I didn't finish reading the passage from Philippians 4, specifically verse 13. Verse 13 is often used more on a regular basis than the previous two verses. it reads:
"I can do all things through Christ. He gives me the strength." 

So often we isolate this verse and we apply it to only encourage us to do the impossible....that we can do it all and have it all. In this age of the popular prosperity gospel of health and wealth, we need to recognize that the verse is in response to the unpopular fact that we WILL have times of need and want, followers of Christ or not. I like the fact that this verse is written in direct support of “I can be content in any situation.”  When we talk about our mom- her growing up, raising a family, and health struggles-we often refer to her as an OVERCOMER. And while I believe mom was proud of you grandchildren for your school work, music abilities, teaching, church work, cooking, nurturing, and love for each other, I believe something else blessed her more.
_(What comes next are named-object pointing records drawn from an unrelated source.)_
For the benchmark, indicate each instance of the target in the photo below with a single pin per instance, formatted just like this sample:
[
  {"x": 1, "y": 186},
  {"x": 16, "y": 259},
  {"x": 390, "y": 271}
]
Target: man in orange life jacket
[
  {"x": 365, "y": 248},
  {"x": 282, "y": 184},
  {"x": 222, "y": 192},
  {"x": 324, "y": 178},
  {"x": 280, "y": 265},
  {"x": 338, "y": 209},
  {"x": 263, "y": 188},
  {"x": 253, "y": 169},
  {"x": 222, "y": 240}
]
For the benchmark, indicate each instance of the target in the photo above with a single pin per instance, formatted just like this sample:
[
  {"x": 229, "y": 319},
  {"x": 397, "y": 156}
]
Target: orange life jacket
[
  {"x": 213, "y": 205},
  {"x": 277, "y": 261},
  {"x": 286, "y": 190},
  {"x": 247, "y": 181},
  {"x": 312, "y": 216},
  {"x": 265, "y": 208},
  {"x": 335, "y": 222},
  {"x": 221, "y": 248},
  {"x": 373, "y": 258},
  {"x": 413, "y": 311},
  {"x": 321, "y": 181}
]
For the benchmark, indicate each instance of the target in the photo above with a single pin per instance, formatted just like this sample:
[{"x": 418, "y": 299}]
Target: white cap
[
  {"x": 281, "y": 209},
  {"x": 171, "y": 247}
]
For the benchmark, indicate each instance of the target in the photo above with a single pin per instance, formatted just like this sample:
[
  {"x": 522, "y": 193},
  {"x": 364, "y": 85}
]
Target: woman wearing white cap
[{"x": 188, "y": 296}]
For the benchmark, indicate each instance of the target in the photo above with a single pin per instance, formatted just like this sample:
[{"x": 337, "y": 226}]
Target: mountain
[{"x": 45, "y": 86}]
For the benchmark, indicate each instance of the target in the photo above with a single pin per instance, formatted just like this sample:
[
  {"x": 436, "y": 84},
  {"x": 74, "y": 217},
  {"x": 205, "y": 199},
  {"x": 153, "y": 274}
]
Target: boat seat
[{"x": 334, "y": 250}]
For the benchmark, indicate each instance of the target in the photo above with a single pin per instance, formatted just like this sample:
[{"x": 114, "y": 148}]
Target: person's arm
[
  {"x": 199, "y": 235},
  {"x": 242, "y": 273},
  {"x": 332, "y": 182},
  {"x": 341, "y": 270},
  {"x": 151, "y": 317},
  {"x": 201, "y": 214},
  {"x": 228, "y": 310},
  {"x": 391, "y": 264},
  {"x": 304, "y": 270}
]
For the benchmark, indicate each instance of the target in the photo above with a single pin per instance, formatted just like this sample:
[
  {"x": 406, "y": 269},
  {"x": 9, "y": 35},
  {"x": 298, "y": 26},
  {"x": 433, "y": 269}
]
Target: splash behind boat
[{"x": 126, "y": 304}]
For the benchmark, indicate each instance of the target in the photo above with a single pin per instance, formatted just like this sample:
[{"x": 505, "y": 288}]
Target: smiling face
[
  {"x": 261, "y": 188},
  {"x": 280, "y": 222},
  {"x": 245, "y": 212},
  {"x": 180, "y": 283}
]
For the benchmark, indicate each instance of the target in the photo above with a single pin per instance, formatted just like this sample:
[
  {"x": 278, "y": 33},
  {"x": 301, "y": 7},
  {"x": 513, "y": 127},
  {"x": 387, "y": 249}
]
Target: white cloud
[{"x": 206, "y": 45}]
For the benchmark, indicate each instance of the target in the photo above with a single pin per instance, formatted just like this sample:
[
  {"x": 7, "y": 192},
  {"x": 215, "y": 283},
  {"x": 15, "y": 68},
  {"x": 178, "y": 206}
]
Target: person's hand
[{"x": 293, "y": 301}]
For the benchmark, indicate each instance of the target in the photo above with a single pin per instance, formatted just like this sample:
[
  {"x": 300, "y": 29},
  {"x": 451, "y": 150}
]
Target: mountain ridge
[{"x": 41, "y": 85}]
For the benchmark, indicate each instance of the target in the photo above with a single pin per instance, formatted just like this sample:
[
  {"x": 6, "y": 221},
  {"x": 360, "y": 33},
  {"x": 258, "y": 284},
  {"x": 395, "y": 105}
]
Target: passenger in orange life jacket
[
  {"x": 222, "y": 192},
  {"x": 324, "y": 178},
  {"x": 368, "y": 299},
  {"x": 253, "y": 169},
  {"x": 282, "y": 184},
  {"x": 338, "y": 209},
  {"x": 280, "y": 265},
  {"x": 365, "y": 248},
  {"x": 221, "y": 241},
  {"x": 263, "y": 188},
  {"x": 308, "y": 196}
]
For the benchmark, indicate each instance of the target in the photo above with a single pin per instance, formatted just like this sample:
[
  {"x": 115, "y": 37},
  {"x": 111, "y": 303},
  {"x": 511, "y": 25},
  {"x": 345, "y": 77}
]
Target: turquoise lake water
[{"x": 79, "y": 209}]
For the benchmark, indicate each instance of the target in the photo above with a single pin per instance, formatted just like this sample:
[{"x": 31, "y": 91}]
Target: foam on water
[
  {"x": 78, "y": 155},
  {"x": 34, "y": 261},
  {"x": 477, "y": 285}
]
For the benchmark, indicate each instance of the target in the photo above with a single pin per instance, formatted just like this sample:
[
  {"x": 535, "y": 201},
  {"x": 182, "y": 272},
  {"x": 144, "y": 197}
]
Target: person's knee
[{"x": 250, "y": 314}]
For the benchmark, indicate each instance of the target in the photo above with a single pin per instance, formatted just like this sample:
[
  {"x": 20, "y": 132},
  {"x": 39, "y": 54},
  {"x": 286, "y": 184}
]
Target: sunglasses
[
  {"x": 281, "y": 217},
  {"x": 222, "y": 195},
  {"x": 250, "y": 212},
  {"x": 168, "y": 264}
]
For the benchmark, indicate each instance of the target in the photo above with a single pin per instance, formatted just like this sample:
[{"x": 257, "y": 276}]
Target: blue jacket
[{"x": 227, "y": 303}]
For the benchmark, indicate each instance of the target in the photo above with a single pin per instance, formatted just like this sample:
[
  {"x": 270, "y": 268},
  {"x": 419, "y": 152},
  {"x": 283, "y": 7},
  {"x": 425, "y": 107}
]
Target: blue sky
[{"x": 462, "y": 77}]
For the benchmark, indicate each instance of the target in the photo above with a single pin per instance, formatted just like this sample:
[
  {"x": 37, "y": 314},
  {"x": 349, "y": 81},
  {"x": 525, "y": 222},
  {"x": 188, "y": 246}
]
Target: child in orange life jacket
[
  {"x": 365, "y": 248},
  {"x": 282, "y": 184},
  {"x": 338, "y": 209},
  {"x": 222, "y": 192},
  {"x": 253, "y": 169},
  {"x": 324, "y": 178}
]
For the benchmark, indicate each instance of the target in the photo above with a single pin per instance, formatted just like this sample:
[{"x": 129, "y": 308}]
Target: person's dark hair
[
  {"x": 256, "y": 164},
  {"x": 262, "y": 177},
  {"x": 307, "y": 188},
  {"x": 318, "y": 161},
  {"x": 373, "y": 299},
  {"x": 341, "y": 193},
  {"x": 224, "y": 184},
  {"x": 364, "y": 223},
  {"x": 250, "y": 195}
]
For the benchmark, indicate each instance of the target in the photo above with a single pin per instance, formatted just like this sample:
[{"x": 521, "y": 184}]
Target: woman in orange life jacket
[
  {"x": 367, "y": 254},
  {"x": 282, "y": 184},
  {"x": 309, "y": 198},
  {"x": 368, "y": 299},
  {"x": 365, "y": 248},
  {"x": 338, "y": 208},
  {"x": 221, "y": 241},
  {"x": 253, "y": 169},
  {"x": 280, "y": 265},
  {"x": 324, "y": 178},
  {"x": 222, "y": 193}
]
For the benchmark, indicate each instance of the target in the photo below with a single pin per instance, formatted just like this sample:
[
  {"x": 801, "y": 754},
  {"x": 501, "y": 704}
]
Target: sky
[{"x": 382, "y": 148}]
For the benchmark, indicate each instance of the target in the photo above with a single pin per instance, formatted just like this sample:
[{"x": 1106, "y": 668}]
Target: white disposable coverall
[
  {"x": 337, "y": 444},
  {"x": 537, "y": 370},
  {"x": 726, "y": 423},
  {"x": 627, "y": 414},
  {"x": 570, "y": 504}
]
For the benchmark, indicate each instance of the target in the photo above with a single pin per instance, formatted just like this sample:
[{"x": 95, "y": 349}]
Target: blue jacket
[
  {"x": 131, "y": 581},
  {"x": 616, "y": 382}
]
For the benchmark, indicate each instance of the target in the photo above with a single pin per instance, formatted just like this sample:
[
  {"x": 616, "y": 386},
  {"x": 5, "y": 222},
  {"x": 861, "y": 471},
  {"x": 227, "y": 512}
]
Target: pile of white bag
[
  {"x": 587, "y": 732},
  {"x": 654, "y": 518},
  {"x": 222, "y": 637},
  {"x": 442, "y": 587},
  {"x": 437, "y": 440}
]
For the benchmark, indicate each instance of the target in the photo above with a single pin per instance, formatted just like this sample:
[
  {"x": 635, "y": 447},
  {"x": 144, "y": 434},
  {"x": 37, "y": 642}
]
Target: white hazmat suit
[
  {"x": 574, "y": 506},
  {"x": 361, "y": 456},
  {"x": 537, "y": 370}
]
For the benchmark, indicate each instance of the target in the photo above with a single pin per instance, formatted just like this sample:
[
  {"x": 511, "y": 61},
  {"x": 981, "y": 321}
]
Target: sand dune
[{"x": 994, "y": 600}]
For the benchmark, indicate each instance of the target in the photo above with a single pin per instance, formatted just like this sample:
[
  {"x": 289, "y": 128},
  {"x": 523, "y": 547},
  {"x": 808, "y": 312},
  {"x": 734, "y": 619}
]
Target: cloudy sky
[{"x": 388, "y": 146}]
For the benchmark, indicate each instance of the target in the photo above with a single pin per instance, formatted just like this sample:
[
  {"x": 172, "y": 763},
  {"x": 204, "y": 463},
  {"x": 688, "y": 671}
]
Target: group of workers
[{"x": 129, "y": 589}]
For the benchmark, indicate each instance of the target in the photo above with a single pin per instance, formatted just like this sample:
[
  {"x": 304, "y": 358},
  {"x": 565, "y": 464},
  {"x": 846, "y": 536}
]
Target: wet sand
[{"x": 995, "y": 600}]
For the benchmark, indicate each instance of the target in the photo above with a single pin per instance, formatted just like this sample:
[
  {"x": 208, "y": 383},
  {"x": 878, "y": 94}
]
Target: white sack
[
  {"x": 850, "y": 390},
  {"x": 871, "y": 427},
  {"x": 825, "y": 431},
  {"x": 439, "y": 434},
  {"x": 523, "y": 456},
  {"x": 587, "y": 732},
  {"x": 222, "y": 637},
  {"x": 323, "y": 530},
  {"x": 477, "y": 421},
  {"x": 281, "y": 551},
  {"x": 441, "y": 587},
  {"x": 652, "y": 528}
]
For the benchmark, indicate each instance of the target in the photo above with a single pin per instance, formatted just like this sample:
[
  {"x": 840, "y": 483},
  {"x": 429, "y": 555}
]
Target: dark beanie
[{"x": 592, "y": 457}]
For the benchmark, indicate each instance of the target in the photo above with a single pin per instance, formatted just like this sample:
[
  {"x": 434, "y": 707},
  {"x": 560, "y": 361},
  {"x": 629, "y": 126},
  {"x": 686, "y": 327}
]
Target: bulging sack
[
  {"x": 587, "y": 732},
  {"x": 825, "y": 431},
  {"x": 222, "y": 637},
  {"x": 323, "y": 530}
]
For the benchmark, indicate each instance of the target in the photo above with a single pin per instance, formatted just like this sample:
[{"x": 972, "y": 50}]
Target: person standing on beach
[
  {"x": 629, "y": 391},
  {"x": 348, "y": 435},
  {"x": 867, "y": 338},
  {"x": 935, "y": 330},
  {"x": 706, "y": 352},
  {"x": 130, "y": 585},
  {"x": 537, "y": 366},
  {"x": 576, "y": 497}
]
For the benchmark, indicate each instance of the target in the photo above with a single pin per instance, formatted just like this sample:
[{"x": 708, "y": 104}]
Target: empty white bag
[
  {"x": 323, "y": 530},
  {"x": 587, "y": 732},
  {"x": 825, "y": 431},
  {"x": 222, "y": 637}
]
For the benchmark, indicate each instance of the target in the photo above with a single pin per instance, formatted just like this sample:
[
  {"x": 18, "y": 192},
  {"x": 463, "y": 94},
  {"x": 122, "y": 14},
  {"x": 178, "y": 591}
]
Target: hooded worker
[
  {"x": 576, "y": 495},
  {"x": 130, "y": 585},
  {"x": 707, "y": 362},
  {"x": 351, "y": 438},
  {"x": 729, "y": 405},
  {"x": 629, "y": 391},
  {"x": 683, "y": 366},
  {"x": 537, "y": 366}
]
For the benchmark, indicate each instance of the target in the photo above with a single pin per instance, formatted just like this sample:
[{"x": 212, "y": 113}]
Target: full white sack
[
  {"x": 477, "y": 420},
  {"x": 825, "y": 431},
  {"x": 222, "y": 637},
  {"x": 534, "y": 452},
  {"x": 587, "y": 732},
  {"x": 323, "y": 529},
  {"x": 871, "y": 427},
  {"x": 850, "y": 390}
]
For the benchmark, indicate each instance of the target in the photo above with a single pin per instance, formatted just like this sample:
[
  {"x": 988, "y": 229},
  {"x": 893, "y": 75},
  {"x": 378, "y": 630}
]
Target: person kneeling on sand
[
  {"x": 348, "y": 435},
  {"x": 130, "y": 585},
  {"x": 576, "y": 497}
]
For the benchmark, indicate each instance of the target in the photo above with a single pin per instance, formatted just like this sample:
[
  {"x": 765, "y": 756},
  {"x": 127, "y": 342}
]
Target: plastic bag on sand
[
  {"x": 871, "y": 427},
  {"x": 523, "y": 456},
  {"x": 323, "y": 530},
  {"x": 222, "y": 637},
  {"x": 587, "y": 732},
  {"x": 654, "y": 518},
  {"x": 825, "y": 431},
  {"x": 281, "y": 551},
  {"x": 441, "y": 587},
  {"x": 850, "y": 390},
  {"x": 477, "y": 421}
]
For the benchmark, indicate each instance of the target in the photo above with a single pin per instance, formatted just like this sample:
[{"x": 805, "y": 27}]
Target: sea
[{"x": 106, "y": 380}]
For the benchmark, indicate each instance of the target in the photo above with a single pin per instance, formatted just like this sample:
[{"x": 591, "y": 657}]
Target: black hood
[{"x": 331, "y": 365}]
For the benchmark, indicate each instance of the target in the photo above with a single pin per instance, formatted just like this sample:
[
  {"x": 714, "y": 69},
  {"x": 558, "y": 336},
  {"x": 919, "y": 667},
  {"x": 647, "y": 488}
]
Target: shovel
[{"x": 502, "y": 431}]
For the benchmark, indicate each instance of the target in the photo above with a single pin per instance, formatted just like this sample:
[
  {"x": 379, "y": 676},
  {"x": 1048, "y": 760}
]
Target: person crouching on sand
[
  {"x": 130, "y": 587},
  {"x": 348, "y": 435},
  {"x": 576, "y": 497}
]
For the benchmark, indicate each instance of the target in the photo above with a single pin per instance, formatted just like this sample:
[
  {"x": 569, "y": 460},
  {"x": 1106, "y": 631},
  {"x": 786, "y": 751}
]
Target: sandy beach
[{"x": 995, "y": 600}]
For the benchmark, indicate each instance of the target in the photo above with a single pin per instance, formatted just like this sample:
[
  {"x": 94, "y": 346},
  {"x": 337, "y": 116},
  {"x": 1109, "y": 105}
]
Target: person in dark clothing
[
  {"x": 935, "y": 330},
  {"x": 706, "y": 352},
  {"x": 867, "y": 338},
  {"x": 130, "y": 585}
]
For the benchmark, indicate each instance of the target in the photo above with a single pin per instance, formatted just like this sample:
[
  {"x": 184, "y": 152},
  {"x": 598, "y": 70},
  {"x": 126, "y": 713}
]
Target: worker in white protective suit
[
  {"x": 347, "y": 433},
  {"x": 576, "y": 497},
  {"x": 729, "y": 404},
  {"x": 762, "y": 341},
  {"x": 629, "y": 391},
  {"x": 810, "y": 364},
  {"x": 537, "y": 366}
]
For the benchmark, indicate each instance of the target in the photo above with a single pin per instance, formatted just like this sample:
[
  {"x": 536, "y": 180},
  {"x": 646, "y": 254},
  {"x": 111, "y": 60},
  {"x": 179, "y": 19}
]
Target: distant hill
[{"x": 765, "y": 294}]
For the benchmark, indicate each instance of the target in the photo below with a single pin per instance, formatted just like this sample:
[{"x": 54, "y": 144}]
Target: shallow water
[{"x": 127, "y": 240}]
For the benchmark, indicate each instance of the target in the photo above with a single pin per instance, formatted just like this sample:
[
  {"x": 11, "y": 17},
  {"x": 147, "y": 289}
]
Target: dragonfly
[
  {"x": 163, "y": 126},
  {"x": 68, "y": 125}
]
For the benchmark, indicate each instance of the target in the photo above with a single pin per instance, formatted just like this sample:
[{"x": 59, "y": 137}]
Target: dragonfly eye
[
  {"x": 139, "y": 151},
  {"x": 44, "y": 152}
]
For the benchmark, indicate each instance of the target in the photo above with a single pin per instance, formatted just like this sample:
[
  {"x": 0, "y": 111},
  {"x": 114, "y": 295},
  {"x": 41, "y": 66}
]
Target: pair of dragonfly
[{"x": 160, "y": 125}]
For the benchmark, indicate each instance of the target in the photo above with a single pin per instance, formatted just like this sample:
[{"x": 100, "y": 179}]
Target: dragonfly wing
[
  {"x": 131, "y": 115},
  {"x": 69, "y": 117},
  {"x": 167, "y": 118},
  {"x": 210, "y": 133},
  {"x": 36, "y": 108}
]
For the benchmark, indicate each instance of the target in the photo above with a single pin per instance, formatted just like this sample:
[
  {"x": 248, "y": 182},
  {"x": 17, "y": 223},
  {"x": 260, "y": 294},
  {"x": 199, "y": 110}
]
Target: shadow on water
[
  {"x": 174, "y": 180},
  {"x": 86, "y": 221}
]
She watched you as you yourselves have been in times of need....she's prayed for your times of anxiety, Stihls disease, Klein Levine syndrome, cerebral palsy, crazy allergies, learning disabilities, and each and every rough patch. After years of her OWN ups and downs, I believe mom concluded that contentment is not based on your possessions, but on who possesses your heart, namely Jesus. I KNOW she was concerned and delighted for each of you to also choose Jesus to possess your heart and life, and that through Him and his salvation, you too are also overcomers. The best way to honor our mom, your mom mom, is to expect times of plenty and times of want, knowing you will Overcome through Christ who gives you the strength, and rest in his contentment. That, I believe, is her legacy for us.